“I do not understand why I was not broken like an eggshell or squashed like a gooseberry.”
So said the man who would become a larger than life British statesman, leading Britain through World War II and remain a major player on the world stage into the 50s . He very nearly didn’t make it there, thanks to the perils of New York City traffic.
It was 1931 and a low point in Churchill’s career. At the age of 57, he
had been pretty much banished by his own Conservative Party and had begun to devote himself to his writing. He had sailed to the United States to give a series of lectures on “the Pathway of the English-Speaking Peoples.” On December 13, the night before one such lecture scheduled at the Brooklyn Academy of Music, he hailed a taxi and set out to visit a friend, financier Bernard Baruch. He got out of the cab on Fifth Avenue between 76th and 77th Streets. He walked a bit, then attempted to cross the street against the light (which no New Yorker would ever do). He looked to the right, just as he would were he crossing King’s Road or Carnaby Street, saw no oncoming traffic and and kept walking. An unemployed mechanic named Mario Cantasino was just as surprised as Churchill when the car he was driving slammed into the future Prime Minister and dragged him several yards, leaving him lying in a bruised and battered heap. Churchill took full responsibility for the incident, and Contasino was held blameless.

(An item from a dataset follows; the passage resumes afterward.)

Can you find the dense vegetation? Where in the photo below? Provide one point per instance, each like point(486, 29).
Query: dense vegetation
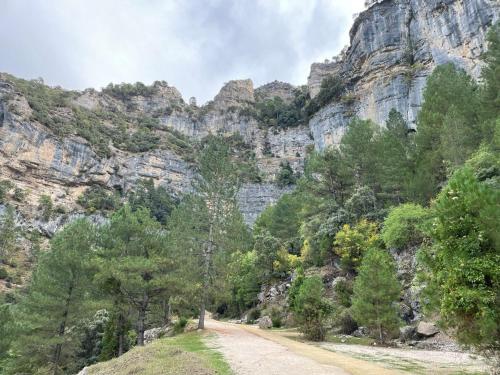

After a little more than a week in the hospital and a few weeks of recuperation, Churchill finally gave his Brooklyn lecture on Jan. 28. On one bright note: the United States being subjected to the agonies of Prohibition at this time, his American doctor wrote a note to “certify that the post-accident concussion of Hon. Winston S. Churchill necessitates the use of alcoholic spirits especially at meal times.”
Following his lecture, Churchill and his wife, seeking further rest and relaxation, traveled to Jamaica, a place where folks thankfully drove on the proper side of the street.